Athens, Ga. – A competition to award grants to small-scale development initiatives has selected a University of Georgia project as one of 22 winners of the 2008 Global Development Marketplace on Sustainable Agriculture. UGA engineering professor William Kisaalita has received the $200,000 award in Washington, D.C. for his project in Uganda to field-test a renewable energy-powered milk cooler in the hands of smallholder dairy farmers.

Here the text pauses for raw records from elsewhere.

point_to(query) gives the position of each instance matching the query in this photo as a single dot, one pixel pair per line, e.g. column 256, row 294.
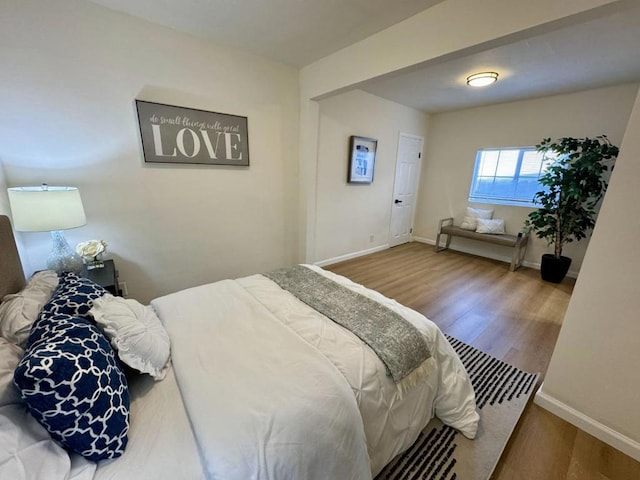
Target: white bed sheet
column 225, row 332
column 263, row 403
column 393, row 415
column 161, row 443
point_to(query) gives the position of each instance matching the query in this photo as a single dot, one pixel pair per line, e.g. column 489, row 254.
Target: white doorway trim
column 405, row 188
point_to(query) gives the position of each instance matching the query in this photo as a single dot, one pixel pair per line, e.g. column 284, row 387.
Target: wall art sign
column 173, row 134
column 362, row 159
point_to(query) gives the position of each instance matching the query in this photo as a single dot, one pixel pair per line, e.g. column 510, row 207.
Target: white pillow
column 495, row 226
column 469, row 223
column 19, row 310
column 135, row 332
column 479, row 212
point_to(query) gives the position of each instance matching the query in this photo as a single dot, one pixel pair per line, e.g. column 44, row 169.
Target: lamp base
column 62, row 258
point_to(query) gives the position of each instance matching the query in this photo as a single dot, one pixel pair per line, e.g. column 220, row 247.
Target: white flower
column 91, row 248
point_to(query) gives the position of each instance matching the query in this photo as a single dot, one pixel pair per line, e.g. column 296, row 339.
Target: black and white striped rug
column 441, row 453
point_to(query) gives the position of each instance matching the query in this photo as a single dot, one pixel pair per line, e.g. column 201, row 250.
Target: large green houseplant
column 573, row 184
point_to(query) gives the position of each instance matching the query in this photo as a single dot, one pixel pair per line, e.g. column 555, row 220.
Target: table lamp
column 50, row 209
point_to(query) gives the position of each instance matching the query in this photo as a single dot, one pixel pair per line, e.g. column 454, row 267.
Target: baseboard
column 491, row 255
column 349, row 256
column 609, row 436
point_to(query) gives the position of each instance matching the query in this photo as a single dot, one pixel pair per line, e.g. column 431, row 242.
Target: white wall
column 447, row 30
column 592, row 378
column 70, row 73
column 455, row 137
column 348, row 214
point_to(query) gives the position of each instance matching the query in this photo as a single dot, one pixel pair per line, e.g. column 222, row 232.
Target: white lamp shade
column 45, row 209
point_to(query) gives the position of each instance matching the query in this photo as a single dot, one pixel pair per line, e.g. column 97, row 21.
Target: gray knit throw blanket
column 399, row 344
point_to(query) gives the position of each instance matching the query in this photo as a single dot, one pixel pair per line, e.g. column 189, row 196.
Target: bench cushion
column 504, row 240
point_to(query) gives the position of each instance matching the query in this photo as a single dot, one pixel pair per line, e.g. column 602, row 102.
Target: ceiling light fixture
column 482, row 79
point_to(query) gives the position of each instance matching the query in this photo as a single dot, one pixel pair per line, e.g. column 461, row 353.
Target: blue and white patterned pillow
column 74, row 386
column 74, row 297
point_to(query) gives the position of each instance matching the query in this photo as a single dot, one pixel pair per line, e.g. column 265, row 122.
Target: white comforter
column 275, row 390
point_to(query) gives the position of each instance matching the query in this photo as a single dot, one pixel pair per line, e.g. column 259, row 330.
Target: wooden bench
column 517, row 242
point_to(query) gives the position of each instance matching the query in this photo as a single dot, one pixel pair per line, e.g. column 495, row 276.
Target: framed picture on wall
column 362, row 159
column 172, row 134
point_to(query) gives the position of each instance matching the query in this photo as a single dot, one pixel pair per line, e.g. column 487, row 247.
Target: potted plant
column 573, row 184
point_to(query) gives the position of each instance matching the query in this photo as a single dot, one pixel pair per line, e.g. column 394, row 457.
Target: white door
column 405, row 188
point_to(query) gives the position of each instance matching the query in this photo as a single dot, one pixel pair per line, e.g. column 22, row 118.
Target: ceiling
column 295, row 32
column 600, row 51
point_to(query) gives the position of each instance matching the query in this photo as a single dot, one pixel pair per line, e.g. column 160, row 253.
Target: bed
column 237, row 379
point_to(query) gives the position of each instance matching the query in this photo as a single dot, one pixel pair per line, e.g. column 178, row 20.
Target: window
column 508, row 176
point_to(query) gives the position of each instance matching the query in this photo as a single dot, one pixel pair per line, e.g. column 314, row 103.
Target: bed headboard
column 11, row 274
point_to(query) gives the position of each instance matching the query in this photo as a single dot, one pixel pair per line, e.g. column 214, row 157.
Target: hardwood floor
column 514, row 316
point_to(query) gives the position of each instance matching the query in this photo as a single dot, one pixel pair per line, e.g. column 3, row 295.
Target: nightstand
column 106, row 277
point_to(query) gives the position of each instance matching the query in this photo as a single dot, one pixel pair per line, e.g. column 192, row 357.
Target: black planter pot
column 554, row 269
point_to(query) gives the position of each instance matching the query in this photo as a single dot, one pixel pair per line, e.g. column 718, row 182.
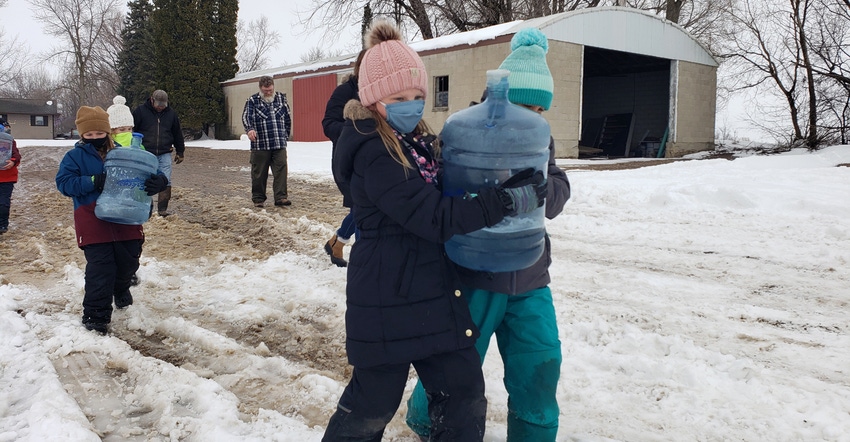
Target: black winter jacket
column 536, row 276
column 161, row 129
column 402, row 297
column 333, row 121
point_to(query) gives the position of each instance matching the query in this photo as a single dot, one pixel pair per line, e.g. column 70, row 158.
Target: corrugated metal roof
column 26, row 106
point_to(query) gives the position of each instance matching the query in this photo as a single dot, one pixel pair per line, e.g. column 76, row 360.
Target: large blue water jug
column 5, row 147
column 483, row 146
column 124, row 200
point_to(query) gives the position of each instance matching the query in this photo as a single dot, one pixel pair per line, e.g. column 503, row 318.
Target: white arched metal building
column 625, row 80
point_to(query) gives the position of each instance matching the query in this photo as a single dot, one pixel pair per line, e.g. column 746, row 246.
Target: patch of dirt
column 211, row 212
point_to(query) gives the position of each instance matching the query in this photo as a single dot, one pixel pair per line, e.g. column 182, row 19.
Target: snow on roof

This year’s competition was focused on agriculture as a potential pathway out of poverty for the 75 per cent of the world’s poor who live in rural areas. The grant will allow Kisaalita to field-test the cooler he developed with undergraduate students in a rural community with approximately 100 farmers to reduce post-harvest losses and increase farm income. Videos of Kisaalita and other winners discussing their projects are posted on the World Bank Development Marketplace 2008 website at http://web.worldbank.org/WBSITE/EXTERNAL/NEWS/0,,contentMDK:21915914~pagePK:64257043~piPK:437376~theSitePK:4607,00.html
One hundred finalists were selected from 1,800 proposals to attend the three-day award ceremony, sponsored by the World Bank, Global Environment Facility, International Finance Corporation, Bill and Melinda Gates Foundation and GTZ. Twenty-two winners were then selected for innovative projects linking farmers to markets, improving access to land and tenure and addressing climate change and biodiversity.
“Interacting with the 100 finalists in Washington, D.C., was one of the most uplifting experiences of my life. It was a gathering of individuals passionate about and dedicating their lives to improving lives at the bottom of the economic pyramid through sustainable income-generating activities,” Kisaalita said. A native of Uganda and recipient of the inaugural Scholarship of Engagement Award from the Office of the Vice President of Public Service and Outreach, Kisaalita has been instrumental in initiating sustainable development projects in Morocco, Burkina Faso and China, as well. Central to his work is providing undergraduate students with meaningful global service-learning experiences.
“It is crucial that our university continues to find ways to work with international institutions to cement the inroads made by our collaborative initiatives,” said Dale Threadgill, director of the UGA Faculty of Engineering. “We are extremely honored by this recognition from the World Bank, as it affirms the approach that develops human scale solutions to the global issues of poverty and sustainable agriculture.”
“The work by Professor Kisaalita represents the best of what the land-grant system has to offer,” said J. Scott Angle, dean of the College of Agricultural and Environmental Sciences. “He and his students have reduced complicated scientific principles down the level where practical application will help improve people’s lives.”